Delighted, Roosevelt asked the gossip back to the White House, this time publicly, to talk about foreign policy. Soon, Winchell was emitting a steady stream of anti-Hitler items. And, ever one for efficiency, Winchell managed to combine his new disdain for Nazis with his gleeful homophobia. Typical quip: "Hitler is a homo-sexua-list, or, as we vulgarians say, an outright fairy." It only made him more popular, a superstar. Hit records were sung about him.
Yet when World War II ended, with both Hitler and Roosevelt dead, Winchell drifted in search of a cause. He soon found it the anti-communist crusades of McCarthy and J. Edgar Hoover ("the person gangsters fear more than anybody," Winchell liked to call him). It worked for a while. But the same progressive media that cheered on his idolatry of Roosevelt and his name-calling of Hitler weren't so keen when the political tables were turned. And Winchell's personal and political carelessness gave them an opening.
First he got into a vicious hair-pulling public feud with the popular black singer-dancer Josephine Baker, who accused him of failing to support her when she was refused service at the Stork Club where he held nightly court. Winchell sent letters to the FBI calling her a communist. She finally left America for European exile, but the stench of the squabble remained.
Then, the liberal New York Post blew the whistle on what had been an open but unreported secret in the media world: Almost the entirety of Winchell's newspaper column was authored by ghostwriters. Around the same time, Winchell's champion Joe McCarthy imploded during televised congressional hearings. Winchell's public brutishness was no more (and no less) harsh than ever, but anti-communism had dropped out of fashion.
First his TV show was canceled, then his radio broadcast, then his syndication deal. Gabler argues that Winchell's venture into television was what undid him. "When he was young, he was kind of puckish and funny," Gabler said. "But when television came along, there was a meanness to him that worked very much against him. … Walter Winchell was too mean for television." Tell that to Rachel Maddow or Tucker Carlson.

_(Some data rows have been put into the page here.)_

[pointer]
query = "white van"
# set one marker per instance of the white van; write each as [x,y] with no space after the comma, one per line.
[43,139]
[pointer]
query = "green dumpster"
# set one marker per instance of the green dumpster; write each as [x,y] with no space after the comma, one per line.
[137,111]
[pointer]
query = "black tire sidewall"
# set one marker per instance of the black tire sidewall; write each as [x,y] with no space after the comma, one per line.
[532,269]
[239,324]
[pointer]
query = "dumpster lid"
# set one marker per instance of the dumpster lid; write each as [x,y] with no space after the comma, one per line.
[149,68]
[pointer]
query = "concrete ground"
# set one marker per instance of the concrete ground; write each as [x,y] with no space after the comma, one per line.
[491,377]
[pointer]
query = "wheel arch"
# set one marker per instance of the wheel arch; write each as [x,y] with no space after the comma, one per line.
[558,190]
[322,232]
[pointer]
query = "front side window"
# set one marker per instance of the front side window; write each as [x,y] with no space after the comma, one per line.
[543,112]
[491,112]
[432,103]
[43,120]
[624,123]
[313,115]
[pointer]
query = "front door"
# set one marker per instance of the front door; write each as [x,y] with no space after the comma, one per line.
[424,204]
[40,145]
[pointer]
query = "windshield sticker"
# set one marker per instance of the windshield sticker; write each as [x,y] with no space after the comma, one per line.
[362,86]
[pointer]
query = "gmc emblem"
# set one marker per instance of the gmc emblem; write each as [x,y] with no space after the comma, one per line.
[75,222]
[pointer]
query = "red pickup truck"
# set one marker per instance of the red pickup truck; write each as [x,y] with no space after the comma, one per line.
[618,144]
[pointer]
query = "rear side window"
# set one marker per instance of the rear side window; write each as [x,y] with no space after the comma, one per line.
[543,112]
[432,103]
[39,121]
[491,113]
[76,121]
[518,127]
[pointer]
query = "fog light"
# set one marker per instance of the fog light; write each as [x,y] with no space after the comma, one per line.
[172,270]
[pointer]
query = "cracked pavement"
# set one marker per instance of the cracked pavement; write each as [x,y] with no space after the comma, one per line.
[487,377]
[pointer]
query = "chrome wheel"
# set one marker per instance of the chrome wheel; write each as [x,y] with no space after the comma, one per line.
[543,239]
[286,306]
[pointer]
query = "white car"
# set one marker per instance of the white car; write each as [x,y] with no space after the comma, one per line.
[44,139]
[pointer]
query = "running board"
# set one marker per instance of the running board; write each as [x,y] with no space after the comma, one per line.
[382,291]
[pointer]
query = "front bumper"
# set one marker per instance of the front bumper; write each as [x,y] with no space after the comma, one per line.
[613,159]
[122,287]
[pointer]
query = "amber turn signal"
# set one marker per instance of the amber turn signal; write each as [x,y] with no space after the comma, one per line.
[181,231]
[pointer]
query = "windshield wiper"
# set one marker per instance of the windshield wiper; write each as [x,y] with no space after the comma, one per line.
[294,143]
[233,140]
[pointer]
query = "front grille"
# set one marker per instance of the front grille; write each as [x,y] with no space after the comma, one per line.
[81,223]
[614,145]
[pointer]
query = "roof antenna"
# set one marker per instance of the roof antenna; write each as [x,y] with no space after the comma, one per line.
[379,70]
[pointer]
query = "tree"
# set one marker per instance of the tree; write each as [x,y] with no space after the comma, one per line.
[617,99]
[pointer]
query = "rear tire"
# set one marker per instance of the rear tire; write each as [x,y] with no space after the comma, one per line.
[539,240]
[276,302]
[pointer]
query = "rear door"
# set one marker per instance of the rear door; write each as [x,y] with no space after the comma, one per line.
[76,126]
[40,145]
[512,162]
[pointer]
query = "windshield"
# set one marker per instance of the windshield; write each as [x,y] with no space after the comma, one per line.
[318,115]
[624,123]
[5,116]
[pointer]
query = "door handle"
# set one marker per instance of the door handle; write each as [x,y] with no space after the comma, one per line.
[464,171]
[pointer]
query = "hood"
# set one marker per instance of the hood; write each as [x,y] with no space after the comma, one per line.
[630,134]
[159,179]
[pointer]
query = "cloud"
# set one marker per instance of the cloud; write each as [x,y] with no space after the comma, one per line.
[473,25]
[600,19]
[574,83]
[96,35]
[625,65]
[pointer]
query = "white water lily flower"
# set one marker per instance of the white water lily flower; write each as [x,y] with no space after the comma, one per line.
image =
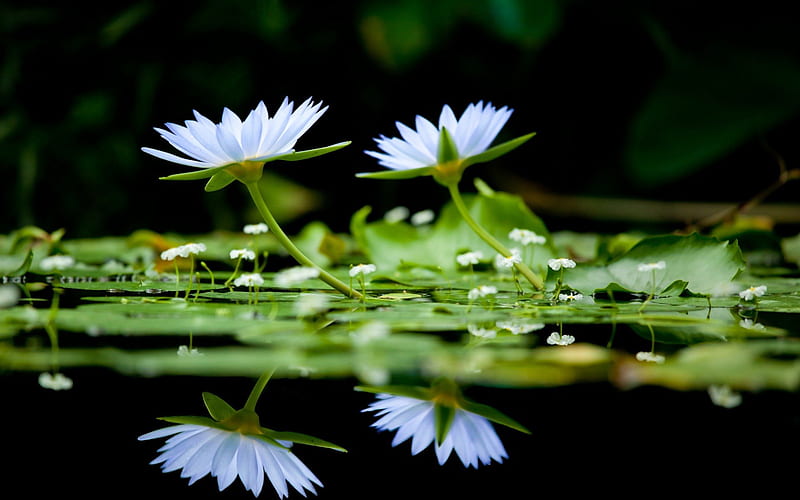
[556,338]
[200,450]
[651,266]
[57,262]
[363,269]
[55,381]
[255,139]
[723,395]
[469,258]
[557,264]
[471,436]
[259,228]
[294,275]
[183,251]
[243,253]
[753,292]
[249,280]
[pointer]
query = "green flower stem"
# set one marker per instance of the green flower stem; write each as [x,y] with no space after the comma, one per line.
[531,276]
[295,252]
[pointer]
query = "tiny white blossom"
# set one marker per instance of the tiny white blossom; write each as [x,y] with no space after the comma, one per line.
[259,228]
[243,253]
[362,269]
[556,338]
[723,395]
[502,261]
[481,291]
[249,280]
[651,266]
[396,214]
[55,381]
[518,327]
[650,357]
[469,258]
[422,217]
[753,292]
[526,237]
[57,262]
[294,275]
[556,264]
[484,333]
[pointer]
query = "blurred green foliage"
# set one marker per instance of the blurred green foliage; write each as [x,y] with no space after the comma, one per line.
[653,98]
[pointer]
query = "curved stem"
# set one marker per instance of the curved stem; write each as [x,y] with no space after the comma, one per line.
[290,247]
[529,274]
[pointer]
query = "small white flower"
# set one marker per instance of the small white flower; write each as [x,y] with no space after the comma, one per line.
[519,327]
[471,436]
[723,395]
[481,291]
[556,338]
[501,261]
[650,357]
[526,237]
[568,297]
[396,214]
[753,292]
[484,333]
[57,262]
[183,251]
[226,454]
[364,269]
[55,381]
[249,280]
[422,217]
[294,275]
[469,258]
[259,228]
[556,264]
[243,253]
[651,266]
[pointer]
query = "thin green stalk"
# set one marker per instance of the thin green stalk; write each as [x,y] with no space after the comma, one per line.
[290,247]
[527,272]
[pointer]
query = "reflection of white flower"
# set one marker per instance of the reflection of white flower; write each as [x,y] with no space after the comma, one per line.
[753,292]
[249,280]
[226,454]
[556,338]
[723,395]
[472,134]
[469,258]
[362,269]
[232,140]
[651,266]
[650,357]
[481,291]
[57,262]
[294,275]
[556,264]
[255,228]
[243,253]
[526,237]
[55,381]
[518,327]
[183,251]
[471,436]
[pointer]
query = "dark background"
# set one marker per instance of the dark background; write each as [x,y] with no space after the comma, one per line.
[659,100]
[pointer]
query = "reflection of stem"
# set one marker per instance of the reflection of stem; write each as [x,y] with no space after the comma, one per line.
[523,268]
[290,247]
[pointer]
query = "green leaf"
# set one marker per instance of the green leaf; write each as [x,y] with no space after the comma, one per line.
[217,407]
[497,151]
[296,437]
[698,263]
[492,414]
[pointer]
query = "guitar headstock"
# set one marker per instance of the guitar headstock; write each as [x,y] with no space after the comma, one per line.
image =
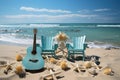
[35,31]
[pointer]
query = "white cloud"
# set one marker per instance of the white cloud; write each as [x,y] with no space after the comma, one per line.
[51,16]
[44,10]
[101,10]
[84,10]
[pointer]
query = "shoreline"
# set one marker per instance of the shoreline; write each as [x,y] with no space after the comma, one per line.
[107,57]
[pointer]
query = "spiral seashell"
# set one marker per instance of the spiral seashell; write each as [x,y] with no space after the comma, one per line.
[18,57]
[87,64]
[107,71]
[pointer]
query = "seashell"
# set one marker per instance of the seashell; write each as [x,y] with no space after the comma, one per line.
[52,60]
[61,37]
[107,71]
[18,57]
[92,71]
[19,69]
[87,64]
[63,65]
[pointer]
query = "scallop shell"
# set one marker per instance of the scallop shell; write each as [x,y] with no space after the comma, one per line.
[92,71]
[18,57]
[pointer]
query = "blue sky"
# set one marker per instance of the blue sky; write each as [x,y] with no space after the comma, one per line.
[59,11]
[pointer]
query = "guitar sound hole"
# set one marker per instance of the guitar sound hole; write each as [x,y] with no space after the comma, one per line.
[33,60]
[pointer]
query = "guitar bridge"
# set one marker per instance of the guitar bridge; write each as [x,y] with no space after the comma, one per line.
[33,60]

Whatever the exact cause, Winchell quickly fell from stardom to stupor. By 1959, he was known less for gossip or news or commentary than for his overwrought narration of the tough-guy cop show The Untouchables. When his newspaper folded following a strike in 1963, Winchell became a media unperson, as invisible as Sally Rand's garments. In desperation, he took out a pleading ad in the Hollywood trade journal Variety seeking a job—"even an extra janitor."
Nothing worked; his banishment was total, and final. It's easy, and mostly fair, to deplore Winchell as an ugly mixture of cruelty and humbug, the original media hype, a reminder that the golden age of journalism that we hear so much about today as journalists bitterly protest the withering-away of their profession was in reality more than a little tarnished. And for all Winchell's faults, he's also an illustration of the perplexing but often accurate cliché that about-to-be-unemployed reporters use to describe themselves: that they've got ink in their veins. A few years ago, when I was talking to talk-show host Larry King, he told me he idolized Winchell as the consummate gotta-tell-you-something guy. "You know what Winchell was doing at the end?" King asked wistfully. "Typing out mimeographed sheets with his column, handing them out on the corner."